With the rise of automated printing presses, broadsheets became popular and these were the
forerunners of what we think of today as newspapers. In Britain, the first Sunday newspaper was the British Gazette and Sunday Monitor published in 1780. In 1785 the Daily Universal Register was
published but was later renamed The Times. By the 19 th century newspapers were regularly sold. The
first one to appear in Rochdale was on Jan 6 th 1827. It was ‘The Rochdale Recorder’ and as a strong
Tory newspaper it supported the Lord Liverpool and then the Canning governments of the day. Only
four pages in length with six columns to each page it could be bought for 7d (just over 3p). It lasted
only fifteen months and was closed down for financial reasons, a common enough occurrence in
those days as there was stamp duty to pay on newspapers and a tax on advertisements so for
newspaper owners there was little profit to be made in the news business unless you set a high price
on every copy, in which case no-one would buy it !
By 1843 the stamp duty on newspapers had been reduced so individuals with an axe to grind looked
to journalism to engage with a wider population. One such was the curate Dr William Nassau
Molesworth who, whilst not intending to go to print for profit, set up a monthly periodical –
‘Common Sense’ – which took a pro-church stance and looked to recruit Rochdale people to the
Christian faith. In the same year a radical newspaper called ‘The Vicar’s Lantern’ went to print with
the express intention of challenging ‘Common Sense’ and in particular, the church rate (a tax in
favour of the Parish Church) but the publication lasted only two months. These newspapers were
lobbying agents for particular issues and therefore not aimed at reaching a wider Rochdale reading
‘The Rochdale Journal’ came along in 1844 ‘to diffuse a taste amongst the labouring classes for the
higher and more solid pleasures of intellectual gratification,’ Although it had lofty ideals for working
people, unfortunately only one copy of the Journal appeared. The same year saw ‘The Rochdale
Spectator’ which picked up the same objectives but again lasted for only one edition although it was
revived a year later and lasted until 1847 by which time it had a rival in the ‘Rochdale Pilot and
Reporter’ which gave a platform to a certain Mr Edward Taylor who, editorially, had policy questions
over church properties. ‘The Pilot’ also printed local news, aiming ‘to foster literary pursuits among
the self-educated portion of our labouring classes.’ Publication of the ‘Pilot and Reporter’ lasted four
years until 1848 but other papers were appearing during that period. 1847 saw ‘The Beacon,’ a Tory
newspaper which charged 2d a copy (double what was customary) and then ‘The People’s Paper’
(1948) and ‘The Looking Glass and Rochdale Reflector’ (1850).

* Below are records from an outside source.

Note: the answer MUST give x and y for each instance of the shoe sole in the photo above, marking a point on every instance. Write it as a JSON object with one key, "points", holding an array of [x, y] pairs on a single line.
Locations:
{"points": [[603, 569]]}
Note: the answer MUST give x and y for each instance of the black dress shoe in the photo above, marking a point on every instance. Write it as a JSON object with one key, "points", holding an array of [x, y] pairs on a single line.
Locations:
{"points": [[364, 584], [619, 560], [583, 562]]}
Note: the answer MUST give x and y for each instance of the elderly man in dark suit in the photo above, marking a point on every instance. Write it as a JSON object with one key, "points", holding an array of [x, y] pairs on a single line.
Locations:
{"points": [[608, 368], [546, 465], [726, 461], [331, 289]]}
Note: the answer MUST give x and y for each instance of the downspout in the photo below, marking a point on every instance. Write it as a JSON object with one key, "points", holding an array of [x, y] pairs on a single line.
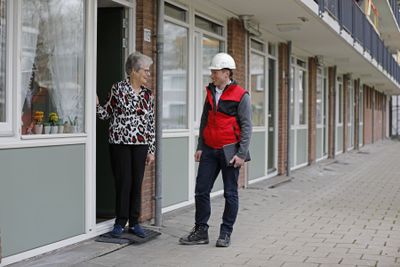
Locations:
{"points": [[333, 95], [397, 116], [373, 113], [288, 80], [159, 116]]}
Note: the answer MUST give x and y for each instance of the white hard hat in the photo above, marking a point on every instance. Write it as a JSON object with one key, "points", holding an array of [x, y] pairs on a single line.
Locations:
{"points": [[222, 61]]}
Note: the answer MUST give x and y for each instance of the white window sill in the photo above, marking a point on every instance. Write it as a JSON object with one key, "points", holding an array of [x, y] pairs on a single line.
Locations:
{"points": [[51, 136], [42, 140]]}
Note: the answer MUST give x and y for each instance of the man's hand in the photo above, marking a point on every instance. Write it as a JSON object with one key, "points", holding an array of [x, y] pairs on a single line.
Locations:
{"points": [[149, 159], [197, 155], [236, 162]]}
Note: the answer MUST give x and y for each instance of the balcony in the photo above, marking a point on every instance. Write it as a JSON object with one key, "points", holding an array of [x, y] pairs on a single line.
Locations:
{"points": [[352, 20], [389, 25]]}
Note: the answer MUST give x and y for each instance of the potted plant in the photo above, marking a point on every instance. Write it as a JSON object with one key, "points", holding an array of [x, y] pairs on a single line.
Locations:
{"points": [[53, 120], [73, 124], [60, 126], [38, 120]]}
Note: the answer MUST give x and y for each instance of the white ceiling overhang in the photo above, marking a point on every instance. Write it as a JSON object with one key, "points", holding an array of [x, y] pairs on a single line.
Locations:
{"points": [[388, 26]]}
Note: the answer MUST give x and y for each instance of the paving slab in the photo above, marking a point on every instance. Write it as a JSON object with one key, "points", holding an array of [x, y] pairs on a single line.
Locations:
{"points": [[341, 212]]}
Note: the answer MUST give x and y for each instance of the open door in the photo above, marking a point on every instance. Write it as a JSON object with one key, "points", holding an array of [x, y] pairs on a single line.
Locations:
{"points": [[111, 54]]}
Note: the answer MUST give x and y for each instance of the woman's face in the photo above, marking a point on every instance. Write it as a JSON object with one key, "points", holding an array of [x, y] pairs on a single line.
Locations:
{"points": [[142, 75], [220, 77]]}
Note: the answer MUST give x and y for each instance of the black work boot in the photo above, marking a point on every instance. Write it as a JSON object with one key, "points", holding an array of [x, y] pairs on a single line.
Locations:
{"points": [[224, 240], [198, 236]]}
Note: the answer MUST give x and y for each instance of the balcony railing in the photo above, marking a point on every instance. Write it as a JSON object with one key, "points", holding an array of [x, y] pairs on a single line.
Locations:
{"points": [[396, 10], [353, 20]]}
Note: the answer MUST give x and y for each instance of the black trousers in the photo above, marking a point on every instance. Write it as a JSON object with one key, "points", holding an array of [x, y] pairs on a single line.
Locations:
{"points": [[128, 164]]}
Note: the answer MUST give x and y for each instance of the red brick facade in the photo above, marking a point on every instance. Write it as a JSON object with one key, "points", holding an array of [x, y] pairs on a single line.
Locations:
{"points": [[146, 19], [236, 42], [282, 107], [374, 129]]}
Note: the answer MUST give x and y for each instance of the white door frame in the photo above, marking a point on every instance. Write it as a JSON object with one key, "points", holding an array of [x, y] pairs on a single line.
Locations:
{"points": [[91, 225]]}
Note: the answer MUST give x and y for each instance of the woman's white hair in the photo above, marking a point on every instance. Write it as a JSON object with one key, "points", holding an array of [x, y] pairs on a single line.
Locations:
{"points": [[136, 61]]}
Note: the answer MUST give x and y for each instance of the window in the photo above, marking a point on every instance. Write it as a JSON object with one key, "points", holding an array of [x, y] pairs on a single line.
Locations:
{"points": [[257, 78], [302, 97], [208, 43], [3, 34], [175, 91], [209, 26], [175, 12], [320, 97], [340, 104], [292, 81], [52, 68], [298, 92]]}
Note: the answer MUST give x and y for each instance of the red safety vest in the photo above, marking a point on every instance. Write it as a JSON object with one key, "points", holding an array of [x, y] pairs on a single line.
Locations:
{"points": [[222, 126]]}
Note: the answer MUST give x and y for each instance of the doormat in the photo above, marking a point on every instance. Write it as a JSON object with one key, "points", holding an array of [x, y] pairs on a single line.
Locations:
{"points": [[128, 238]]}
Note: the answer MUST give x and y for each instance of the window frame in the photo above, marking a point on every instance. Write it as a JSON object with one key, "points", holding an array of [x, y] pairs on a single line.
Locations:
{"points": [[295, 114], [86, 68], [185, 24], [264, 54], [198, 97]]}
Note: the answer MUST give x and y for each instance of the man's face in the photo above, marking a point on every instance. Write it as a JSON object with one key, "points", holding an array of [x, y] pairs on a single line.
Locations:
{"points": [[220, 77]]}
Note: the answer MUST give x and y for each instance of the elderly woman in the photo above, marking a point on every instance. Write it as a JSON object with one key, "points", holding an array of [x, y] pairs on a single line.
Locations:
{"points": [[130, 109]]}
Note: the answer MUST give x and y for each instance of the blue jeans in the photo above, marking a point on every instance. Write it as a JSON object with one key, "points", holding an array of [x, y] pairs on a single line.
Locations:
{"points": [[211, 163]]}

The first newspaper to be recognised as such appeared in 1853 with the title ‘The Rochdale
Sentinel’. It was sponsored by the Liberal Party, the main opposition to the Conservatives of the
time. It consisted of 8 pages, the first page given over to local advertisements, the inner pages to
general news and the back page to local news. It cost 4.5d or 5d if delivered. Stamp duty by that
time was down to one penny and in 1853 abolished altogether so the price of the Sentinel was
reduced to 2d. A dispute amongst its proprietors saw it shut down in 1855. In the same year, 1855,
came the ‘Rochdale Weekly Banner’ but that didn’t last long. A year later saw the ‘Rochdale
Observer and General Advertiser.’ Sold for 2d a copy it had able Liberal contributors writing for it
with the intention of ‘exciting and fostering moral and religious sentiments amongst its readers.’ At
six pages it was a decent read with local and national news covered. However, as with so many
ventures it fell foul of poor financial backing and would have folded but for radical supporters who
reorganised matters by reducing the size of the paper and the price.

The ’Rochdale Standard’ of 1856 was a competitor Liberal newspaper which eventually, as it had the
same political leanings, amalgamated with the Observer under the uninspired new name, ‘The
Observer and Standard.’ It was larger and improved although the price stayed at 1d. A rival paper
was set up in 1857 to represent the Tory party. The ‘Rochdale Pilot’ didn’t sell too many copies
however and folded after one year. An interesting publication in the same year was the ‘Rochdale
Spectator and Illustrated Advertiser’ which was mostly advertisements and pictures with no news.
London-based, it eventually went to four pages promoting freedom of speech and radical politics.
1858 saw the ‘Observer and Standard’ renamed ‘The Rochdale Observer.’ It was a publication which
used a steam printing system and one of the first in the country to introduce a rotary press. Like the
Manchester Guardian its funding source was liberal so its editorial line tended, in the early days, to
follow that political view. ‘The Ob’ remains the local paper we all know to this day albeit was
challenge in a small way by the satirical ‘Rochdale’s Alternative Press’ or RAP in the 1970’s.